Os roteiros acontecem
entre às 9h e 15h30, mas a programação sofre adaptações de acordo com cada
grupo.
Os trajetos podem ser
feitos a pé ou de carro a depender das condições da estrada depois da chuva, a lama do terreno
dificulta a passagem de automóveis, então é preciso fazer o deslocamento a pé.Na primeira parada, visitantes podem
observar como é o processo de captura
das ostras e, depois, podem prová-las.
O cultivo acontece no
encontro do rio Paraguaçu com o mar, uma perna da baía de- Todos-os-Santos, em
um sistema que usa um coletor feito de garrafa pet. Ali, a ostra pode ser
comida crua, servida com azeite ou limão.
Na hora do almoço, a
refeição também é preparada pela comunidade em geral, pratos como moqueca de ostra ou de peixe com banana,
com vatapá, arroz e feijão-fradinho.
Os turistas têm ainda
contato com o processo de preparo de produtos como o dendê, a farinha e o
xarope medicinal.
No caso do dendê, os
cachos são colhidos no pé pela manhã e depois, o fruto é pilado, processo em
que é amassado para soltar seu óleo. Depois, é batido e vai para a água, em que
se separa a espuma que dá origem ao azeite. A espuma é, então, aquecida no fogo
e recebe elementos como aroeira, folha do quioiô e alfavaca.
Outro produto
tradicional cujo processo de preparo pode ser acompanhado é o da farinha de
mandioca que demora cerca de um
dia para ficar pronta . Nele, a planta primeiro é descascada, ralada e tem sua goma (fécula) extraída para ser aproveitada para fazer tapioca. O produto que sobra é, em seguida, prensado, peneirado e levado
ao fogo.
Além dos ingredientes
usados na gastronomia, um dos destaques do passeio é a roda de conversa com uma
das matriarcas, Juvani Nery Viana, 72, que compartilha com os visitantes a
própria história e a da formação do quilombo. Intitulada mestra griô (mestre de
saberes) em 2003 pelo então ministro da Cultura, Gilberto Gil, ela é mãe de
muitas das mulheres à frente do Rota da Liberdade.
Ao final, uma roda de
samba reúne os locais e os visitantes e encerra as atividades do dia.Yan Allen
visitou o local com a intenção de voltar com seus alunos. "Muitas coisas
do que ensino em aula sobre história do Brasil e do período colonial passa por
quilombos e por comunidades tradicionais", diz.
Buscando conhecer
melhor o próprio estado, a jornalista aposentada Clara Caribé, 58, levou o
sobrinho de 13 anos para a acompanhar o passeio."Temos que conhecer nossa
própria história. A gente fica lendo tudo nos livros, mas o mais interessante
poder observar. É uma verdadeira lição de história", diz ela.
A ideia do projeto
surgiu de lideranças quilombolas que viram uma oportunidade para promover a
autonomia socioeconômica.
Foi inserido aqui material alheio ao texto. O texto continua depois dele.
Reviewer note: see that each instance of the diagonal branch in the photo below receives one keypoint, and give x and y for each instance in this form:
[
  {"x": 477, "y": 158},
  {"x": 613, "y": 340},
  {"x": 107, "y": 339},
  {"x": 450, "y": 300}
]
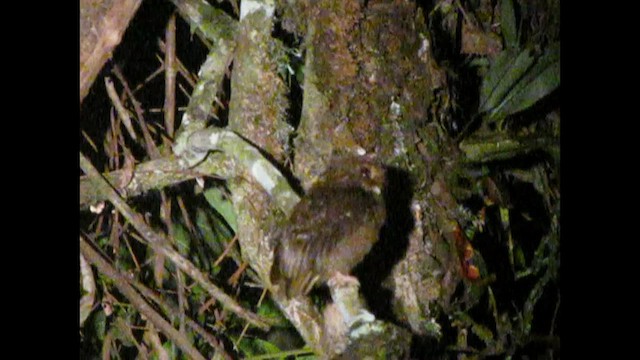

Ele foi desenvolvido por 20 jovens do Ponto de
Cultura Terreiro Cultural, programa do Ministério da Cultura, que recebiam uma
bolsa de R$ 150 para desenvolver pesquisas sobre as comunidades onde moravam.
Ao final do programa,
perceberam que o turismo de base comunitária seria uma saída para a geração de
renda.Os trabalhos e a gestão do programa são majoritariamente feitos por
mulheres ao longo dos anos, as
marisqueiras foram assumindo o controle e receberam reconhecimento pela liderança.
O Rota movimenta cerca
de R$ 80 mil a 120 mil por ano, incluindo os roteiros, almoço e venda de
produtos, empregando por volta de 20 famílias. Boa parte da renda dos quilombos
provém do Rota da Liberdade. "A gente trabalha com a economia solidária, então
tudo que a gente ganha tem que ser compartilhado com todo mundo que está ali
trabalhando", afirma Jucilene.
No quilombo, são
vendidos os produtos alimentícios como o mel, o dendê e os xaropes e até blusas
do Rota da Liberdade e livros com a história e os registros do quilombo.